Questa è la 27° edizione del Festival Internazionale di Villa Faraldi, la prima che mi vede coinvolto non solo come spettatore appassionato ma come Direttore Artistico, elemento che mi gratifica ed onora.
Ho sempre ammirato, un po’ incuriosito, questo prezioso festival, intelligente e stimolante, organizzato da un Comune che conta poco più di 400 anime.
Il Festival è sicuramente un evento da segnalare e sostenere all’interno del nostro panorama locale, qualcosa di diverso e particolarmente luminoso nelle estati della Riviera di Ponente.
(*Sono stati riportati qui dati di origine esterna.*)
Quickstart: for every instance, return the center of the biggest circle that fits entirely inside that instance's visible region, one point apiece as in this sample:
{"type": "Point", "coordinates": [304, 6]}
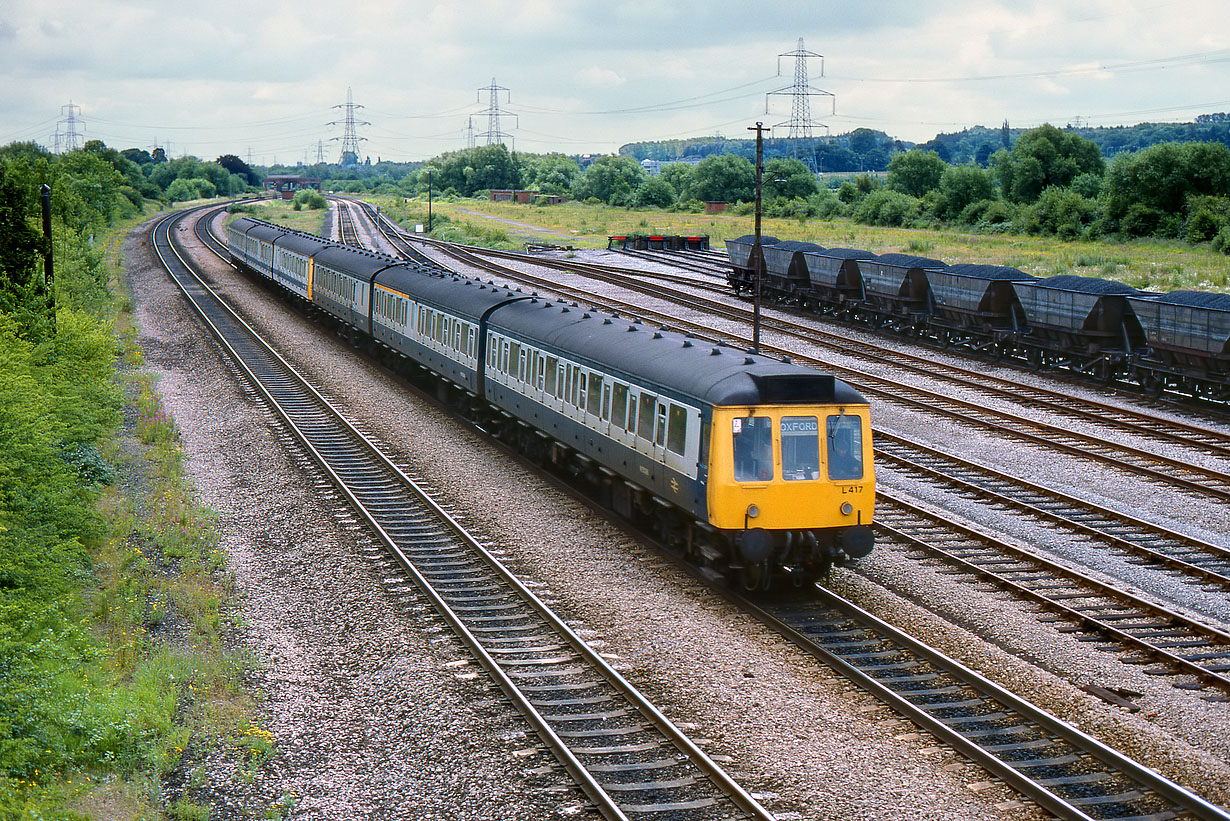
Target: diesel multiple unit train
{"type": "Point", "coordinates": [1177, 341]}
{"type": "Point", "coordinates": [759, 470]}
«Borgo dell’Arte», così a buon diritto si è nominato Villa Faraldi che, insieme alle sue frazioni e borgate, Deglio, Tovo, Tovetto, Riva Faraldi..., è luogo unico, non solo per posizione geografica e bellezza paesaggistica, ma anche per gli obiettivi di stare e far stare bene, anche culturalmente, chi ci vive e chi ci passa.
Per questi motivi credo che il Festival del «Borgo dell’Arte», sia una realtà da sostenere e seguire con attenzione ed anche per questo che, con lo straordinario supporto di Vittorio Sgarbi, Quartetto Euphoria, Paolo Rossi, Alchimea, Stefano Bollani, Giuliano Galletta gli artisti Norvegesi e Danesi, ho deciso di accettare, coadiuvato dal prezioso aiuto di Ettore Caretta, l’incarico di Direttore Artistico.
Di questo ringrazio il Comune di Villa Faraldi per essersi rivolto a me sperando di rendere magiche le serate della 27° Edizione del Festival del Borgo dell’Arte.